JTidy
About
Revival of the JTidy Project updated to work with HTML5 new tags. Along with new option to not remove unknown tags:
Tidy tidy = new Tidy();
tidy.setDropProprietaryTags(false);
JTidy is a Java port of HTML Tidy, a HTML syntax checker and pretty printer. Like its non-Java cousin, JTidy can be used as a tool for cleaning up malformed and faulty HTML. In addition, JTidy provides a DOM interface to the document that is being processed, which effectively makes you able to use JTidy as a DOM parser for real-world HTML.
History
JTidy project on SourceForge.net seemed to fall into disrepair years ago and had not been updated for years. A few had forked it on Github. William L. Thomson Jr. came along and created a fork of others forks with a tag for his packaging needs as a dependency for JMeter. Then another came along, Dell Green who noticed some issues, tests failing, and undertook fixing both.
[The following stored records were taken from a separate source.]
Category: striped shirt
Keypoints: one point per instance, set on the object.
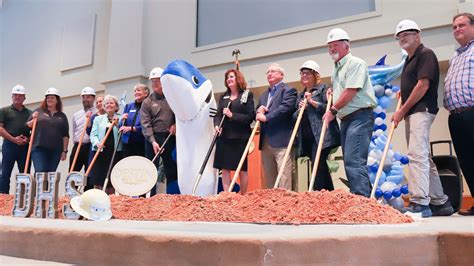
(459, 81)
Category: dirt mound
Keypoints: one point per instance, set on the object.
(275, 206)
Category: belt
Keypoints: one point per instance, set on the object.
(351, 115)
(461, 110)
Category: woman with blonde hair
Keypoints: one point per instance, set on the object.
(99, 128)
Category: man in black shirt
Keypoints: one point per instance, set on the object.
(419, 93)
(15, 135)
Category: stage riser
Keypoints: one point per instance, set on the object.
(79, 247)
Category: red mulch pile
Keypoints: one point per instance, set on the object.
(275, 206)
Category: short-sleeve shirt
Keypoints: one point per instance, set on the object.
(50, 130)
(352, 72)
(14, 120)
(423, 64)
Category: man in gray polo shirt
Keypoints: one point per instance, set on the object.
(354, 99)
(15, 135)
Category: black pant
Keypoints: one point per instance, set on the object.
(82, 158)
(171, 169)
(133, 149)
(461, 127)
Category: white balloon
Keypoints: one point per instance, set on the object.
(379, 90)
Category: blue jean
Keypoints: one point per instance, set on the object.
(11, 153)
(45, 160)
(355, 139)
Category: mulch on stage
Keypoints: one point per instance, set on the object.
(273, 206)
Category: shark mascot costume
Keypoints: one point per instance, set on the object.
(191, 98)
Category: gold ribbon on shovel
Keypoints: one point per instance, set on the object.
(320, 147)
(81, 138)
(30, 145)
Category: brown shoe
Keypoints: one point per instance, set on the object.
(467, 211)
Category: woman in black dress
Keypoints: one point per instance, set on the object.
(235, 130)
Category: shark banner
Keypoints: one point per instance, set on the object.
(191, 98)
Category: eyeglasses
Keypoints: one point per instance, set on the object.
(404, 34)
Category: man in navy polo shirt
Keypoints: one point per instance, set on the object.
(15, 135)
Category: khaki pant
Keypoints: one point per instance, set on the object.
(424, 183)
(272, 159)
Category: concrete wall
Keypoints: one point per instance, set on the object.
(133, 36)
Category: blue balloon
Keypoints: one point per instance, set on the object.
(374, 168)
(397, 179)
(397, 156)
(385, 102)
(371, 177)
(404, 189)
(404, 160)
(378, 193)
(396, 193)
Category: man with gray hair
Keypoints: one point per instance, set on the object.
(419, 96)
(354, 99)
(274, 111)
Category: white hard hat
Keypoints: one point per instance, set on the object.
(156, 73)
(310, 64)
(88, 91)
(94, 204)
(52, 91)
(406, 24)
(19, 89)
(337, 34)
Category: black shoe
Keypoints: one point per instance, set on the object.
(445, 209)
(467, 212)
(418, 208)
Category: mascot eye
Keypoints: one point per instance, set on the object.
(195, 80)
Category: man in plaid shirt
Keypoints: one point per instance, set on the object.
(459, 98)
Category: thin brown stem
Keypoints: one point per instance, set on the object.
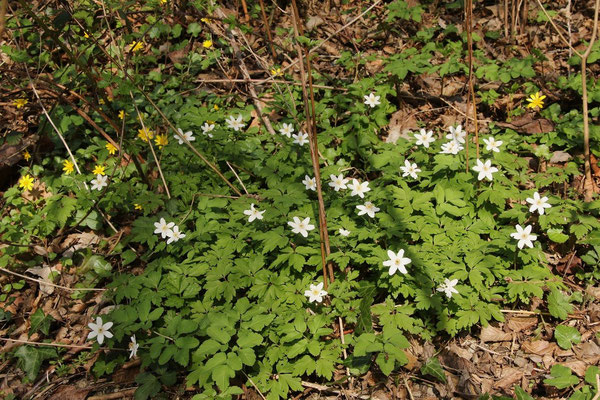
(268, 30)
(311, 127)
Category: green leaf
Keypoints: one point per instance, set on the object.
(562, 377)
(248, 339)
(385, 363)
(221, 374)
(558, 305)
(149, 386)
(365, 321)
(557, 236)
(31, 358)
(40, 322)
(566, 335)
(433, 367)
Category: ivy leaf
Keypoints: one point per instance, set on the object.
(40, 322)
(566, 336)
(248, 339)
(433, 367)
(559, 305)
(562, 377)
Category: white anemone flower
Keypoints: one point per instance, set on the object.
(485, 170)
(253, 213)
(164, 229)
(189, 136)
(100, 330)
(100, 182)
(235, 123)
(301, 138)
(301, 226)
(524, 236)
(424, 138)
(456, 134)
(368, 208)
(338, 182)
(538, 203)
(371, 100)
(448, 287)
(133, 347)
(287, 130)
(410, 169)
(397, 262)
(359, 189)
(492, 144)
(451, 147)
(310, 183)
(175, 235)
(315, 293)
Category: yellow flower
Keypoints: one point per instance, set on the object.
(26, 182)
(136, 46)
(161, 140)
(145, 134)
(111, 148)
(20, 102)
(536, 100)
(68, 167)
(99, 170)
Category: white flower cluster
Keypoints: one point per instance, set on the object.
(168, 230)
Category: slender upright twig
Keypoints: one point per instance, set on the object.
(149, 141)
(589, 185)
(314, 149)
(268, 30)
(471, 101)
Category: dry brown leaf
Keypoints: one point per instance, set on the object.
(493, 334)
(539, 347)
(576, 366)
(70, 392)
(509, 376)
(401, 123)
(527, 124)
(518, 324)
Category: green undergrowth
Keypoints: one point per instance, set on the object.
(225, 305)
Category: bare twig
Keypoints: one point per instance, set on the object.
(237, 176)
(149, 140)
(311, 128)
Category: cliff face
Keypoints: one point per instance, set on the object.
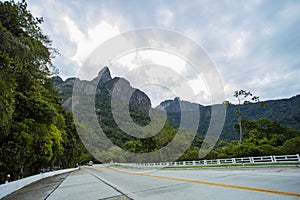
(103, 84)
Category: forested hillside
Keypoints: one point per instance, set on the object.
(35, 131)
(283, 111)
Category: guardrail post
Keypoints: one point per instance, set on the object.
(251, 160)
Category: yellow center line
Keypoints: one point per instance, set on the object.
(293, 194)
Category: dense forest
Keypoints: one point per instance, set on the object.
(35, 131)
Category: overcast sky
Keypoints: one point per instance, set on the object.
(254, 45)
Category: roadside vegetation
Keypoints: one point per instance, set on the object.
(35, 131)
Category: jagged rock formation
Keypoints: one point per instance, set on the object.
(105, 85)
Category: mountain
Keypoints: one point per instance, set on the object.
(284, 111)
(103, 84)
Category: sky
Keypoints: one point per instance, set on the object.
(253, 45)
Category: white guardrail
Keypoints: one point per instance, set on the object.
(245, 160)
(8, 188)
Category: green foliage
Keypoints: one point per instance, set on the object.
(261, 137)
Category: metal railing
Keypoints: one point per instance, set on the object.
(227, 161)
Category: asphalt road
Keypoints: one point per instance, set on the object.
(100, 182)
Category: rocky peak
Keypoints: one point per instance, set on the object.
(104, 75)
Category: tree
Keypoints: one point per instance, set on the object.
(244, 97)
(35, 131)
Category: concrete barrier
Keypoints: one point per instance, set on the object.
(8, 188)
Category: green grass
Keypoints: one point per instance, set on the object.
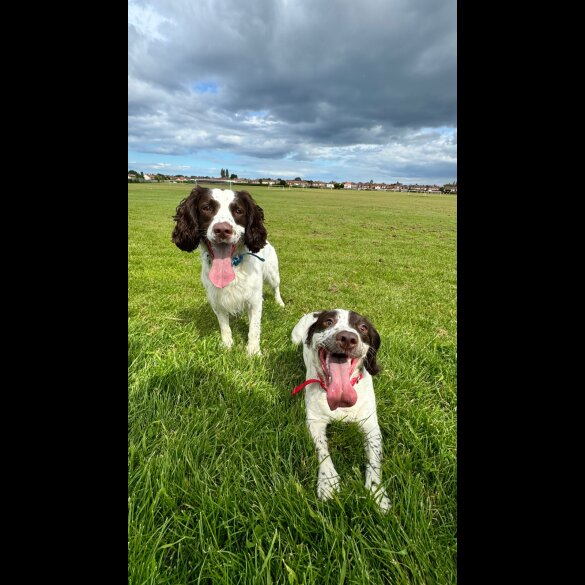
(222, 473)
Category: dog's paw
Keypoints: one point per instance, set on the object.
(327, 486)
(381, 498)
(253, 349)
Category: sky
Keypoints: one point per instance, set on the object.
(333, 90)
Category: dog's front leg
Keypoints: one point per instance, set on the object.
(255, 320)
(374, 468)
(328, 480)
(224, 327)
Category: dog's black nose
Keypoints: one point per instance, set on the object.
(346, 340)
(223, 230)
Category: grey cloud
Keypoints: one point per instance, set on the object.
(328, 73)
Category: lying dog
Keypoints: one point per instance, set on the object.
(339, 350)
(228, 228)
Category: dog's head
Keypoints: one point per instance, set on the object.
(224, 218)
(338, 343)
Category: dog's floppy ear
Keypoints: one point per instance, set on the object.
(255, 235)
(186, 232)
(370, 360)
(300, 329)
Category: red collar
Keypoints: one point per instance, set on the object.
(319, 381)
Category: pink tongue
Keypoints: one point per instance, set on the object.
(340, 392)
(221, 273)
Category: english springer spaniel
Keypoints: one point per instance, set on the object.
(228, 228)
(339, 350)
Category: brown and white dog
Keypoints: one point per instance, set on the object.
(228, 228)
(339, 350)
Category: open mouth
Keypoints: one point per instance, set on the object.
(337, 370)
(221, 272)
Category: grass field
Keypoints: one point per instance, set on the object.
(222, 473)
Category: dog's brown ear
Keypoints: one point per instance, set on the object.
(186, 233)
(370, 360)
(255, 236)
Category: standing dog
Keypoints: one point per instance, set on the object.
(228, 228)
(337, 345)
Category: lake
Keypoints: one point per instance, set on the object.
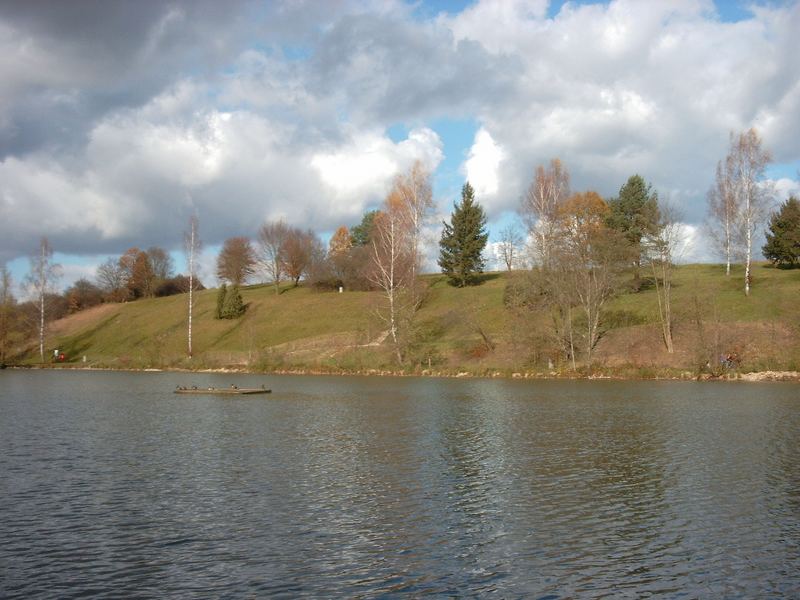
(111, 485)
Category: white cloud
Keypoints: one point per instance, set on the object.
(482, 167)
(108, 126)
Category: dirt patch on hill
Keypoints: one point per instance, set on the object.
(73, 323)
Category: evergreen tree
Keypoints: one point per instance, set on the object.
(783, 237)
(223, 291)
(233, 308)
(634, 214)
(463, 240)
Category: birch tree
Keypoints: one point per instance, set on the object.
(748, 163)
(722, 210)
(7, 302)
(541, 204)
(271, 245)
(391, 268)
(42, 279)
(192, 246)
(510, 242)
(661, 249)
(413, 190)
(741, 198)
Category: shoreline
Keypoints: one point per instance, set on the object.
(752, 377)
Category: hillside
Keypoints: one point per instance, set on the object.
(455, 330)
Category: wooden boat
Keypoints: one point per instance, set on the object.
(230, 391)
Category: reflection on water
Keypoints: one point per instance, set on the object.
(112, 485)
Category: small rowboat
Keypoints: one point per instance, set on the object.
(231, 391)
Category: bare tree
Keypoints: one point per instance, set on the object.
(192, 246)
(587, 256)
(236, 261)
(746, 164)
(510, 243)
(391, 263)
(298, 251)
(740, 199)
(161, 263)
(541, 204)
(42, 278)
(661, 249)
(722, 211)
(7, 302)
(271, 239)
(413, 190)
(111, 280)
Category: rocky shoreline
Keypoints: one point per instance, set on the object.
(758, 376)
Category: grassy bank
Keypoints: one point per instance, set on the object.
(455, 331)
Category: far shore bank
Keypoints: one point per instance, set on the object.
(610, 375)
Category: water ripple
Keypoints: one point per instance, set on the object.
(368, 488)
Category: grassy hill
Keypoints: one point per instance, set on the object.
(455, 330)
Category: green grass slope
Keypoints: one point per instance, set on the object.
(455, 330)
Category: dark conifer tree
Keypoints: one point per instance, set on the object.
(223, 291)
(783, 236)
(634, 213)
(234, 305)
(463, 240)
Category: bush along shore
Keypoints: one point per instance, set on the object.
(494, 328)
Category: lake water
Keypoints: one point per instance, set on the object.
(111, 485)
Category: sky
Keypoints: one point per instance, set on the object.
(121, 120)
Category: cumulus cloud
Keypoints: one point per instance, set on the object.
(114, 129)
(482, 167)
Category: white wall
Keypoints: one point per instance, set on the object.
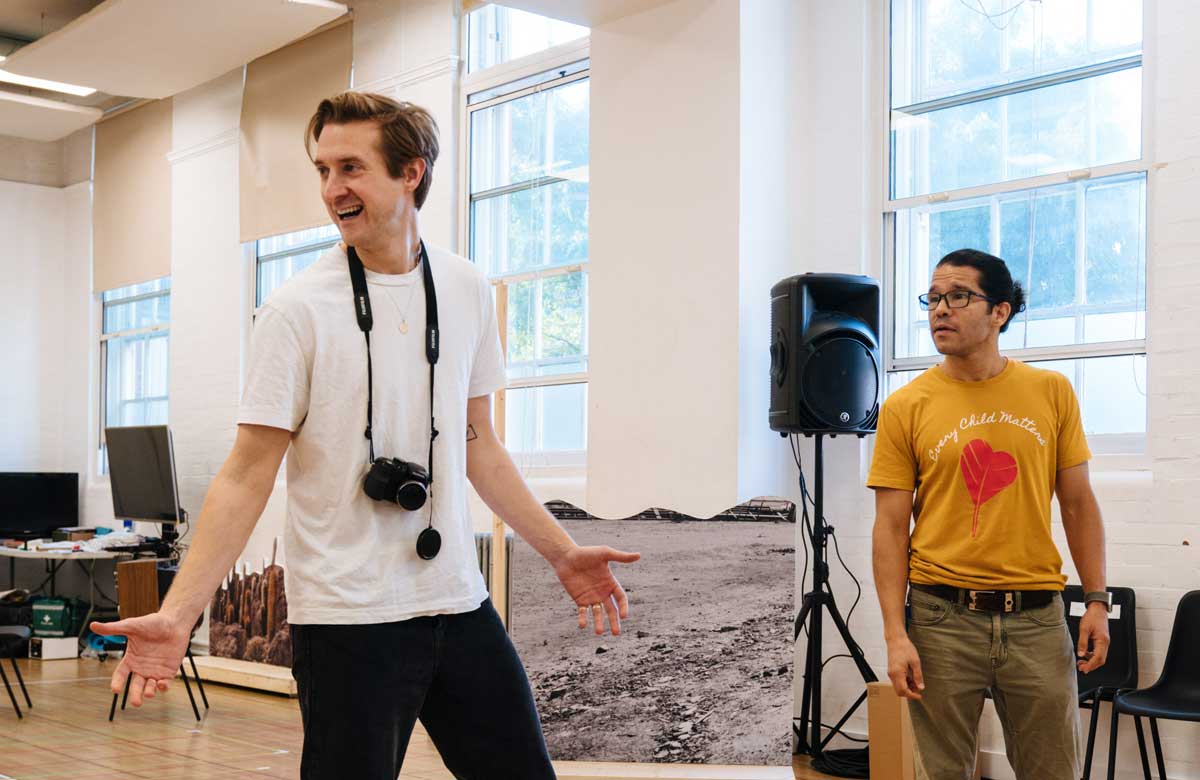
(33, 298)
(663, 394)
(45, 276)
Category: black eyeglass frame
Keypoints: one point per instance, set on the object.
(923, 299)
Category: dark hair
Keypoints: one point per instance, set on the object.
(994, 277)
(407, 132)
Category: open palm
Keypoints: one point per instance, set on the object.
(154, 651)
(587, 577)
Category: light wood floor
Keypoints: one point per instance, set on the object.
(245, 735)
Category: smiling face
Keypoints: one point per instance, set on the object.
(960, 333)
(363, 199)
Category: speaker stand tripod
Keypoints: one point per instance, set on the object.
(816, 600)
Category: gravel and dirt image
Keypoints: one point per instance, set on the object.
(702, 671)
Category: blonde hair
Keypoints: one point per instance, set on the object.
(407, 132)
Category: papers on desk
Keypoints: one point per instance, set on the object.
(115, 539)
(97, 544)
(45, 545)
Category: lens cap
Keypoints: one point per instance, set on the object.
(429, 544)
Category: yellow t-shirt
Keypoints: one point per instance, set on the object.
(983, 457)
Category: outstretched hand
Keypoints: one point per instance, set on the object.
(588, 580)
(155, 648)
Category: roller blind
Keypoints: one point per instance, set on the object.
(279, 187)
(131, 207)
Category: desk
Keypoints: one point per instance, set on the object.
(57, 561)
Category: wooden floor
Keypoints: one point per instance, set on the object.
(245, 733)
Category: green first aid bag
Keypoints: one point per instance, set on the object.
(52, 617)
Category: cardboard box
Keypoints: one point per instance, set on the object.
(49, 648)
(889, 732)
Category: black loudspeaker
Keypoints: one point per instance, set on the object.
(825, 354)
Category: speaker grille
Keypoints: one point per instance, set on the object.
(840, 384)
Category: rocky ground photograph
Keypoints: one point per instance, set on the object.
(702, 671)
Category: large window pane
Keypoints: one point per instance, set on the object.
(547, 325)
(274, 244)
(1111, 391)
(497, 35)
(1077, 125)
(546, 419)
(533, 228)
(951, 47)
(271, 274)
(1077, 249)
(281, 257)
(540, 135)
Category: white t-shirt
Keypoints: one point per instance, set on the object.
(349, 558)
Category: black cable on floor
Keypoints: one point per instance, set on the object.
(851, 762)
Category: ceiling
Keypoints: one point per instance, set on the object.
(31, 19)
(130, 49)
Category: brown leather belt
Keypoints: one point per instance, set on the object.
(989, 600)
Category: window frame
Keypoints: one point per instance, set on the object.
(493, 79)
(1103, 443)
(100, 469)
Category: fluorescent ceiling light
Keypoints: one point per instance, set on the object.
(41, 83)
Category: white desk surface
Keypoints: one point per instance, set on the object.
(55, 555)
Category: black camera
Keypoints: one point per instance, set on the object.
(391, 479)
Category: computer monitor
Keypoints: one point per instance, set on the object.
(33, 504)
(142, 473)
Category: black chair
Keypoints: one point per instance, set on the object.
(1176, 695)
(12, 640)
(1120, 670)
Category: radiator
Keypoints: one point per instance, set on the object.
(484, 551)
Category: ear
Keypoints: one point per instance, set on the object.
(1001, 312)
(414, 171)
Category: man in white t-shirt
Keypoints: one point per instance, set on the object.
(382, 358)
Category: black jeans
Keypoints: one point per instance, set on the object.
(363, 688)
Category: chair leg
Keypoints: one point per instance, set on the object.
(112, 711)
(1091, 736)
(1158, 748)
(1113, 741)
(1141, 749)
(21, 681)
(11, 696)
(183, 673)
(199, 684)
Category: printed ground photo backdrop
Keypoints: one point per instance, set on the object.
(702, 671)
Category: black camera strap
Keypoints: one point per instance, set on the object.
(363, 313)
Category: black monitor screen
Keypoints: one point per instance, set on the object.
(36, 503)
(142, 472)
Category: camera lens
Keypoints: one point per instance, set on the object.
(411, 496)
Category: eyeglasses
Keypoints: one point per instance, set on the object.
(954, 299)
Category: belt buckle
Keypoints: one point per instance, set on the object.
(1009, 606)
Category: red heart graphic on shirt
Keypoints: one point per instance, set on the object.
(985, 472)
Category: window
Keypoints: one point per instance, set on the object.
(528, 222)
(280, 257)
(497, 35)
(133, 358)
(1017, 129)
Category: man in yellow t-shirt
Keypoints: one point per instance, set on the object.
(972, 451)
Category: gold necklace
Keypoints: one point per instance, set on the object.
(408, 306)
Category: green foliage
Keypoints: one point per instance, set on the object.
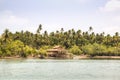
(75, 50)
(26, 43)
(88, 49)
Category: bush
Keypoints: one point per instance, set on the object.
(75, 50)
(88, 49)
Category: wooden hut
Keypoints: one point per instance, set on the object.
(56, 51)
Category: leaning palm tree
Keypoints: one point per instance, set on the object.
(6, 35)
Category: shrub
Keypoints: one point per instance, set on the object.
(75, 50)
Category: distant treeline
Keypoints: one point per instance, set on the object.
(24, 44)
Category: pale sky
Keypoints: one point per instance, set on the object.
(102, 15)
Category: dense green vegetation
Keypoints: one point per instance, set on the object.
(25, 44)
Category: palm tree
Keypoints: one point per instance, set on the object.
(6, 35)
(39, 29)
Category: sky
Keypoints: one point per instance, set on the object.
(102, 15)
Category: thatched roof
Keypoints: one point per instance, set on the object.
(55, 49)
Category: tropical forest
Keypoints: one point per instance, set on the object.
(76, 42)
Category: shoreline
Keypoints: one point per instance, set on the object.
(74, 57)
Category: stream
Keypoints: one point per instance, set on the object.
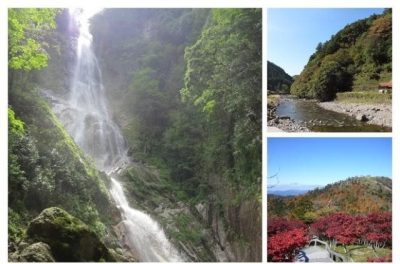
(86, 117)
(309, 114)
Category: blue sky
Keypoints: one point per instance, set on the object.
(310, 162)
(294, 33)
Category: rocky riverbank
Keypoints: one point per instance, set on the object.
(377, 114)
(283, 123)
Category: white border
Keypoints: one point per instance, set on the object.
(395, 4)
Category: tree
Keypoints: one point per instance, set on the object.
(284, 246)
(26, 26)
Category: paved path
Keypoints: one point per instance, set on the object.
(317, 254)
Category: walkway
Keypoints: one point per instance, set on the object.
(319, 251)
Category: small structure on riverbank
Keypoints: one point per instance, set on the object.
(385, 87)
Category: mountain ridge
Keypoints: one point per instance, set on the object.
(355, 195)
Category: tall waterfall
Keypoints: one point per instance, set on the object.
(87, 119)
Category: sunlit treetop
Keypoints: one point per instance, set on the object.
(25, 26)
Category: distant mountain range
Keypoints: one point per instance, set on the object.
(287, 192)
(357, 58)
(356, 195)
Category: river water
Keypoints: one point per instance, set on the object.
(308, 113)
(86, 117)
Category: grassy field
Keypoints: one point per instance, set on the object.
(364, 98)
(360, 254)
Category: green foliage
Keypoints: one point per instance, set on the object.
(26, 52)
(356, 58)
(223, 80)
(278, 80)
(187, 90)
(187, 232)
(46, 168)
(355, 195)
(16, 226)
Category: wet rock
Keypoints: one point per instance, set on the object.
(37, 252)
(362, 117)
(68, 237)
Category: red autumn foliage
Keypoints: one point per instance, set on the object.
(380, 259)
(285, 245)
(285, 238)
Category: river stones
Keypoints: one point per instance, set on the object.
(362, 117)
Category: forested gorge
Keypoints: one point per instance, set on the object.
(356, 58)
(184, 86)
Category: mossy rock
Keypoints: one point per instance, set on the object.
(37, 252)
(69, 238)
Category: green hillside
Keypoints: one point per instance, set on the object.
(357, 58)
(278, 80)
(356, 195)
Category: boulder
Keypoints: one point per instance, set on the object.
(37, 252)
(68, 237)
(362, 117)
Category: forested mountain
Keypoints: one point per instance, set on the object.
(357, 195)
(356, 58)
(184, 86)
(186, 92)
(278, 80)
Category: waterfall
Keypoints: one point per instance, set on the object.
(86, 118)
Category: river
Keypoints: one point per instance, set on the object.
(309, 114)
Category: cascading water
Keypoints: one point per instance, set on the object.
(86, 118)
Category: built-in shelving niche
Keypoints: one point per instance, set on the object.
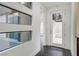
(11, 16)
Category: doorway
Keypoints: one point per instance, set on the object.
(57, 29)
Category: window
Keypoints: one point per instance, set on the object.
(12, 39)
(27, 4)
(10, 16)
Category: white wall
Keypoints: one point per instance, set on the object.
(43, 20)
(31, 47)
(66, 26)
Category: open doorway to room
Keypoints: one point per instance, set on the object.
(56, 29)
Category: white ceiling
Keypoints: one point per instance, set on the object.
(55, 4)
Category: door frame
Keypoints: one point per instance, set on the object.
(51, 30)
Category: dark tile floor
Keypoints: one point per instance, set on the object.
(54, 51)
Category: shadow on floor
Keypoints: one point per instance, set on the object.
(54, 51)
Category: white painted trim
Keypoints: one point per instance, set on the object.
(73, 33)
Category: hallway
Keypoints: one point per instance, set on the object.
(54, 51)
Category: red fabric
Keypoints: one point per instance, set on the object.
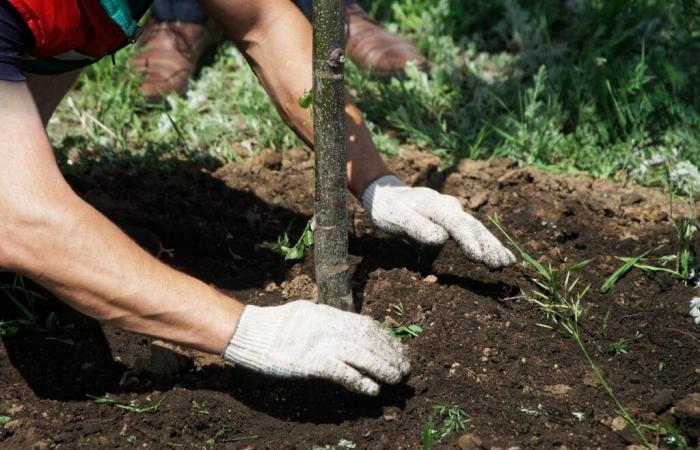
(62, 26)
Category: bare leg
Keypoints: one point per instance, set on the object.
(276, 38)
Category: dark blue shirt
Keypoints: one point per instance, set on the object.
(14, 38)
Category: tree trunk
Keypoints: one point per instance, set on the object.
(330, 233)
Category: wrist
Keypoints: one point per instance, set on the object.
(253, 337)
(388, 179)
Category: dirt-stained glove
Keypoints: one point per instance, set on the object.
(431, 218)
(302, 339)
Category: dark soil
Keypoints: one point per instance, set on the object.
(481, 348)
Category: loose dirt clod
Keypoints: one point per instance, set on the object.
(202, 215)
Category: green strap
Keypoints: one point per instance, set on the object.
(120, 12)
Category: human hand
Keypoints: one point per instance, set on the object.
(431, 218)
(302, 339)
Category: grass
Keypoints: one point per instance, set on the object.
(559, 298)
(603, 87)
(298, 250)
(31, 307)
(106, 400)
(403, 329)
(443, 421)
(683, 264)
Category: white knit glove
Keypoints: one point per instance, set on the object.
(431, 218)
(302, 339)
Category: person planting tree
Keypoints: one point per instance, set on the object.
(179, 33)
(51, 235)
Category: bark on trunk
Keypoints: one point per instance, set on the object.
(331, 237)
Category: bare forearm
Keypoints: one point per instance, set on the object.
(276, 39)
(48, 233)
(89, 263)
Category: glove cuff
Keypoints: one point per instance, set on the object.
(253, 338)
(367, 196)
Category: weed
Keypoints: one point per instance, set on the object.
(26, 301)
(695, 310)
(559, 300)
(342, 444)
(443, 421)
(105, 400)
(685, 263)
(403, 331)
(398, 309)
(532, 412)
(297, 251)
(619, 347)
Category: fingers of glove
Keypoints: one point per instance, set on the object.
(477, 242)
(386, 346)
(349, 377)
(371, 363)
(411, 223)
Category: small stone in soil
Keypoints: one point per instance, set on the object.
(272, 159)
(557, 389)
(469, 441)
(13, 425)
(618, 424)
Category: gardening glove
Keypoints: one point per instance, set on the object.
(431, 218)
(302, 339)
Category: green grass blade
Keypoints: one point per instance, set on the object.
(622, 270)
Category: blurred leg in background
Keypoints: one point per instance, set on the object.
(179, 34)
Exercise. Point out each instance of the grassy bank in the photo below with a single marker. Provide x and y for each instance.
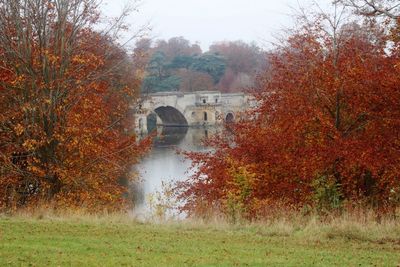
(91, 241)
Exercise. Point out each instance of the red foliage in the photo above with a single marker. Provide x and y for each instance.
(65, 131)
(327, 115)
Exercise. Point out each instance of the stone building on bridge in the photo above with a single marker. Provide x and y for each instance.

Since the code belonged to neither, William decided to create a JTidy organization and revive the project via community support. Which you are welcome to join in. Eventually this should become the official new home for JTidy.
Thanks to all past authors and developers. Those of which who could be found on Github have been invited to join this project. Along with those that this repository was forked from.
Future
The project is looking for new contributors and project maintainers as it is currently unmaintained.
Checkout v.Nu validator for a possible modern replacement.